Need to provide very specific results and incorporate user feedback, but reranking is slow

Hello OpenSearch Forum Community,

I’m currently working with a local cluster where I’ve installed all-mini-lm, but I’m facing performance issues as it’s running slower than expected. I have around 1 million documents indexed (using OpenAI embeddings), and I need to incorporate user feedback into the system as quickly as possible. My use case involves retrieving approximately 1,000 results at a time, and I also need to adjust the ranking based on user feedback efficiently.

Here are the options I’ve considered:

  1. Using a fine-tuned custom reranker seems too slow and costly, particularly when retrieving a large number of records.
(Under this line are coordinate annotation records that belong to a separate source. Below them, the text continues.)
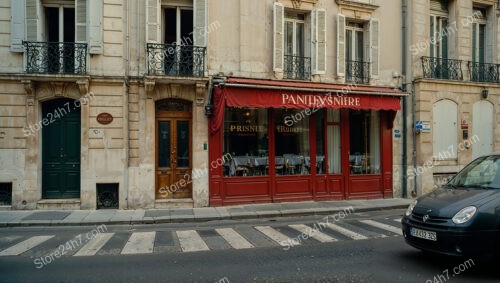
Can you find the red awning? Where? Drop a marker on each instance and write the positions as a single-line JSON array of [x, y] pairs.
[[279, 94]]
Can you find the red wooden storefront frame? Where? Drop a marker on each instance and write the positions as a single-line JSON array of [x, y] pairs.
[[280, 188]]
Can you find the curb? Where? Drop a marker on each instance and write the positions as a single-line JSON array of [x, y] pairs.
[[242, 216]]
I noticed there were discussions about implementing top-k reranking, but it doesn’t appear to be available yet (Improving Search relevancy through Generic Second stage reranker · Issue #248 · opensearch-project/neural-search · GitHub).
  2. Another option I considered was reranking with a customized, fine-tuned model specific to my domain, rather than just using cross-encoders, but reranking based on a simple embedding model does not seem supported.

To avoid frequent reindexing, I thought about training a transformation of the embedding query. However, I’m concerned about the performance, as it doesn’t seem to be optimal (Finetuning an Adapter on Top of any Black-Box Embedding Model - LlamaIndex).

Do you have any suggestions or alternative approaches that might help improve performance and efficiency in this context? Any insights would be greatly appreciated.

Thank you!

Have you tried using something like BAAI/bge-reranker-v2-m3 · Hugging Face? Do you have access to a GPU?